Married to someone who boarded from age 7. I don't recognise all the things you list. Are you sure you're not attributing other characteristics to boarding when they may have another cause?

My first husband went to a local comprehensive and had more of those issues that current DH.

Regardless.....you don't have to put up with any of it. It's not your job to fix him. Life sounds very hard. Have you considered how lovely you'd find life if you didn't have to deal with his neuroses?

Edited

agree - my husabnd went to a rough comp and has almost all of these issues

LucyLoo1972 · 13/02/2026 01:01

Marchhare80 · 19/05/2025 21:36

Your husband sounds extremely similar to my fil- the list is uncannily similar. He is autistic. I have no idea if those characteristics can be caused through boarding school but it sounds very difficult to live with. I would look into neurodiversity.

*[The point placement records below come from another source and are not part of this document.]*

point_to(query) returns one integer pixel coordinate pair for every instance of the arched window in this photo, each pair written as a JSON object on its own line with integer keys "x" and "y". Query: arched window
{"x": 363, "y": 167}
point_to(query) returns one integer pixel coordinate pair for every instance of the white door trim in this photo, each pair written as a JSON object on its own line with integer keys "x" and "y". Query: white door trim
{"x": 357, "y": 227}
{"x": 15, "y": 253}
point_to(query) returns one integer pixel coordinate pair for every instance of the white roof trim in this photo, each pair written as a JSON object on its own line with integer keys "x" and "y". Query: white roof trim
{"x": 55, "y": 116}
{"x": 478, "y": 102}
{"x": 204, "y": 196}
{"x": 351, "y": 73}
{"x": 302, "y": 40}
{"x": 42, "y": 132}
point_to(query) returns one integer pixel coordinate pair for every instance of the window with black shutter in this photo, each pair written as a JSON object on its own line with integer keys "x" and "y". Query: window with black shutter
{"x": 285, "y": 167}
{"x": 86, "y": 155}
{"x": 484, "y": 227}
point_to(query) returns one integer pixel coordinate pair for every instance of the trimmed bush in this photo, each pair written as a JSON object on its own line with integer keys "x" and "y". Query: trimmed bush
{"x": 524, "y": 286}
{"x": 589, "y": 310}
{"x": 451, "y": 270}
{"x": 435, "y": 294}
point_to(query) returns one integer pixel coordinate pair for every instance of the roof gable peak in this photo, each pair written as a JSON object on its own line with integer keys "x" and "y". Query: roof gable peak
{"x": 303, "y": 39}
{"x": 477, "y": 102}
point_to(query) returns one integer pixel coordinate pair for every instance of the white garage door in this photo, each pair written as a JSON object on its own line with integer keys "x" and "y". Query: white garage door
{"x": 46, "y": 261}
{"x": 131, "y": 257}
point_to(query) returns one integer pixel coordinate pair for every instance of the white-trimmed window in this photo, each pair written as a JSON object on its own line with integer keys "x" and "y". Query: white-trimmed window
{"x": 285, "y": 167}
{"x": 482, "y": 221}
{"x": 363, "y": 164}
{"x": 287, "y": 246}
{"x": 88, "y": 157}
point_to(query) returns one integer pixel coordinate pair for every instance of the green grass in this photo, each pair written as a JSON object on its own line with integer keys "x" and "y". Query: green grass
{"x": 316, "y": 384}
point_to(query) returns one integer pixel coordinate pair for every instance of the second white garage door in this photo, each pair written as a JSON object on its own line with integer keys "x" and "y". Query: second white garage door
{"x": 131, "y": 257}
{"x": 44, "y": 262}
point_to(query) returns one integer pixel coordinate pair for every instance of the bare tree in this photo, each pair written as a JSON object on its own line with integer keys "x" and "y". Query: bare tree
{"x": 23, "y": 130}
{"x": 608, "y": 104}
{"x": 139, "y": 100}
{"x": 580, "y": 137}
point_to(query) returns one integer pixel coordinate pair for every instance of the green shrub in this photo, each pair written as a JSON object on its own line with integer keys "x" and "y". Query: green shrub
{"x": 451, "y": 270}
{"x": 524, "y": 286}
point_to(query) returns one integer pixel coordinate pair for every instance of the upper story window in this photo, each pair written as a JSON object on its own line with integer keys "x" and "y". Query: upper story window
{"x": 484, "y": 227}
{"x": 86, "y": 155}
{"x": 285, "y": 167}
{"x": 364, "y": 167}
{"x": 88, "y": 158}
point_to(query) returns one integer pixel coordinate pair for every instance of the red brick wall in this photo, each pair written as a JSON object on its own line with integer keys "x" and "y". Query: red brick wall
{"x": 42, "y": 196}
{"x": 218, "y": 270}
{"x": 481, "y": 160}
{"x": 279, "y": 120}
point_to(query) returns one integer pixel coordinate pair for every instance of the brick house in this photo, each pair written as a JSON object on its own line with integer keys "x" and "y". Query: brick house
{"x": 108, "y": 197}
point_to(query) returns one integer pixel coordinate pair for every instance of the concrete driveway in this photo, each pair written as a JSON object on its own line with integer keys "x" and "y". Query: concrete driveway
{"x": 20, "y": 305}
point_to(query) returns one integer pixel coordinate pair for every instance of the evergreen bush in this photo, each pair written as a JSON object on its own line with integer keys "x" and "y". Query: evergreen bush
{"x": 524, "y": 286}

my huabdn has most of these. he went to a comprehensive school. my psychologist has suggested he should be screened for autism

LucyLoo1972 · 13/02/2026 01:07

Hoppinggreen · 19/05/2025 18:11

Dear God, he sounds awful OP
I am not sure you can blame all that on Boarding school so many years later. Many of us have childhood trauma but its not a get out of Jail free card.
You say he has redeeming features but that would all be too much for me I'm afraid

my husband has a lot of these issues and didnt go to boarding school. it was too much for me and I went into psychosis from stress

LucyLoo1972 · 13/02/2026 01:10

Allittakesisonegoodthingtohappen · 12/02/2026 06:45

Thank you for your thoughtful post. All of these things have crossed my mind.
I have found that going to therapy with DH started off well really well with him feeling safe to share really shocking experiences of severe unsafety but as soon as my pain/ suffering was given a space by the process it was like he had no room for that.
My hurt, anger and resentment has just become a pill I’ve had to swallow and it’s left me thinking I’ll stop watering this dying plant.

my husabnd is the same. he didnt go to boarding school too. there was so little room in our marriage for any of my concerns or needs that I ended up in psychosis. and actually im the one with the horrific childhood trauma, I have 8/10 on the ACE scale and managed ot get a phd from an elite university dispute coming form poverty and a failing comp. I dint water me and I ended up losing absolutely everything I had worked for. I set myself on fire. please don do that. Do you mind me asking how bad the hoarding is?